If you need to temporarily use another environment as a load-test environment, apply the same principles used for dev-loadtest.

  1. Enable stubs for SMS and email before high-volume testing.
  2. Apply production-like scaling/settings where appropriate.
  3. Ensure performance test jobs are enabled in the environment's deploy pipeline.
  4. Ensure fixture generation runs so performance SSM config exists.
  5. Point the environment at a sanitised snapshot source appropriate for that phase (staging during test rollout, production once live).
  6. Run a low-rate smoke test first, then scale up.

Keep changes explicit and reversible, and record what was toggled so environment rollback is safe.

Stubs And Queue Safety

Provider stubs prevent real delivery and are a major cost/safety control during load testing.

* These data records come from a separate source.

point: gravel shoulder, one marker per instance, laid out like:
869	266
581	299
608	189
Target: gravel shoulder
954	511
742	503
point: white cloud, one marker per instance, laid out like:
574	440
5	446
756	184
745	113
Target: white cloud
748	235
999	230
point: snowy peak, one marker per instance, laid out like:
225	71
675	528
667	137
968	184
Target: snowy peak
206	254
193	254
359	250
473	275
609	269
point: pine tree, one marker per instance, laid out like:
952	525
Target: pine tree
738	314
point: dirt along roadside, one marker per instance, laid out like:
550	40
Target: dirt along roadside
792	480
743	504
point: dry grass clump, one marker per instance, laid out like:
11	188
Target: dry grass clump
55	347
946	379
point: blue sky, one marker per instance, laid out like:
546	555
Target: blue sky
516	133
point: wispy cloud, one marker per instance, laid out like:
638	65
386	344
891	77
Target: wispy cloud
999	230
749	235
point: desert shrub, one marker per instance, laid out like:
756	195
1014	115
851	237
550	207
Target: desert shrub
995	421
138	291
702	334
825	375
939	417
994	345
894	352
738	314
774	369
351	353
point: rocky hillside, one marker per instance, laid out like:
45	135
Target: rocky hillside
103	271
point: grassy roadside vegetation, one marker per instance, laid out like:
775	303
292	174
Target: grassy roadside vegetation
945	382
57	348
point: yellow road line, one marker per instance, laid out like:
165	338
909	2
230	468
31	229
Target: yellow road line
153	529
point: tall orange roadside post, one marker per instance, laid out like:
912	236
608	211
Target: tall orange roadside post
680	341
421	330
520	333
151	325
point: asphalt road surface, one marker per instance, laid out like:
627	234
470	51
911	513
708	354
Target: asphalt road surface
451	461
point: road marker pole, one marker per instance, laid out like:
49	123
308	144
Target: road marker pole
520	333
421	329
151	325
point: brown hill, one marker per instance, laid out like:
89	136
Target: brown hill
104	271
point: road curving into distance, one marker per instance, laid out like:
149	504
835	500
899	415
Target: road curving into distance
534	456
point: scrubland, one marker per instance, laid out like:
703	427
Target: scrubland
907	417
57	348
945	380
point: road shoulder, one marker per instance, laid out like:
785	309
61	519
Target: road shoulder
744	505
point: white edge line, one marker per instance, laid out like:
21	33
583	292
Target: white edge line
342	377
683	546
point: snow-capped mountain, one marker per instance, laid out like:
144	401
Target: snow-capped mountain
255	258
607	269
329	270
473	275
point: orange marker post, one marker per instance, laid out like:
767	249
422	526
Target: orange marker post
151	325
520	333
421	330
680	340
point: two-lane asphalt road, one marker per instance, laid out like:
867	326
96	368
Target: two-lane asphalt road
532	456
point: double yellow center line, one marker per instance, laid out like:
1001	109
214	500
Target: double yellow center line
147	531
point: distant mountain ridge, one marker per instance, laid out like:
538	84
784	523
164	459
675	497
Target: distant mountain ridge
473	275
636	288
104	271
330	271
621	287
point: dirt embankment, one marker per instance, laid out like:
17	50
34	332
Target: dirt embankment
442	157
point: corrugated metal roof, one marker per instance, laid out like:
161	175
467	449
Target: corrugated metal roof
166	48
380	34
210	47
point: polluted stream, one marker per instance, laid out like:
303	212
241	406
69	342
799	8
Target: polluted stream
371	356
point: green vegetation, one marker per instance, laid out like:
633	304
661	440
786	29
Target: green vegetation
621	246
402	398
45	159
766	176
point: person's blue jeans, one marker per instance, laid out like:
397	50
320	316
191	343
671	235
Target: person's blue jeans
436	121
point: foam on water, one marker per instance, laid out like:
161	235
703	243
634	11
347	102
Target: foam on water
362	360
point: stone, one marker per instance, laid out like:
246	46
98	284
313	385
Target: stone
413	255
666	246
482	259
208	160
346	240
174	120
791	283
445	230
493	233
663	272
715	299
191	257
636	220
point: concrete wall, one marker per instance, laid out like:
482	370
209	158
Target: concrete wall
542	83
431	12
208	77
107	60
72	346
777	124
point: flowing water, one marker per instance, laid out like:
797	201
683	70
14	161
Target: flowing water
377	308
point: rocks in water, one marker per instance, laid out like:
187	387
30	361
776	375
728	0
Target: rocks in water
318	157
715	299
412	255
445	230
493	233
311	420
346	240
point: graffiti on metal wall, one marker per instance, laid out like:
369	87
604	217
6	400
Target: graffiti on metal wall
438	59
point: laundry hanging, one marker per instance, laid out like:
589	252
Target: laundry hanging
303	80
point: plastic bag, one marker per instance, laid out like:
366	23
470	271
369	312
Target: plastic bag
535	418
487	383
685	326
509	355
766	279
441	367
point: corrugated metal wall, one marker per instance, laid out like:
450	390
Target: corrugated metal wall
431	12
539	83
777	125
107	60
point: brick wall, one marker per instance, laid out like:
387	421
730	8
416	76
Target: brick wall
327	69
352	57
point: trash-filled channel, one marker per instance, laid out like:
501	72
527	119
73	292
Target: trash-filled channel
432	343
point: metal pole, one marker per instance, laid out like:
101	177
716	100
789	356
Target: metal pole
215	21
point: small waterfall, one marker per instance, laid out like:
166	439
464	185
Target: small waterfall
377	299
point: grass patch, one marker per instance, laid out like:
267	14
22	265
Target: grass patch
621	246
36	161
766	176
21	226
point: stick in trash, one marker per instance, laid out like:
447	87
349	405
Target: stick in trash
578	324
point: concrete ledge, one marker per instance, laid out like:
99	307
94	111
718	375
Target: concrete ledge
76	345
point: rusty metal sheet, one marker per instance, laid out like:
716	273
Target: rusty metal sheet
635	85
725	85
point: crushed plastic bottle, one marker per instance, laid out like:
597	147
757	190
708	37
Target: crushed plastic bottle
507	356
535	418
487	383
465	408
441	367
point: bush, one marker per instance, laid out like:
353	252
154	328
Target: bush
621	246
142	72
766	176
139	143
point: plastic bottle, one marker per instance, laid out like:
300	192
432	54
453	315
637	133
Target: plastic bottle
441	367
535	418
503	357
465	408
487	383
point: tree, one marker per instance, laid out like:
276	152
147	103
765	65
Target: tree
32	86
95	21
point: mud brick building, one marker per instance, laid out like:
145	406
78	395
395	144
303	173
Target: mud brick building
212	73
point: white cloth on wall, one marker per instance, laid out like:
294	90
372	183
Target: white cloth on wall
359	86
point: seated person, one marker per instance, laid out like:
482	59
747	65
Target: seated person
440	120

Critical risk when toggling stubs:

  • You can finish a test and still have large backlogs in SQS queues.
  • If stubs are turned off while those queues are still draining, queued notifications can flow to real providers.
  • This can send a large volume of real SMS/email and incur significant cost.

Safe practice:

  1. Keep stubs enabled until queues are confirmed drained.
  2. Check SQS depths are zero (or expected baseline) before switching stubs off.
  3. Validate workers have finished processing backlog.
  4. Only then disable stubs.

Treat stub toggling as a change requiring explicit checks, not a routine switch.

Legacy EC2 Manual Gatling Process

The EC2-based manual Gatling process is deprecated.

  • Prefer Concourse-based tests for repeatability and shared visibility.
  • Manual EC2 Gatling runs are still possible for ad hoc investigation.
  • If running manually, follow existing guidance in Load-tests.md.

Concourse Jobs To Know

  • notifydb-sanitise: runs the sanitised snapshot workflow
  • cleanup-notifydb-sanitise: stops active sanitise task and cleans transient resources
  • performance-tests-*: runs Gatling simulation profiles and uploads results

Gotchas

Functional test errors

If you're using the notifydb-sanitise-staging created on April 13th 2026 then you will see functional test failures if you deploy the dev-loadtest env using this snapshot. This is because the personalisation used in the service called by the functional tests was not nullified, causing errors. This should only happen with this snapshot, as the PR to fix this has been merged.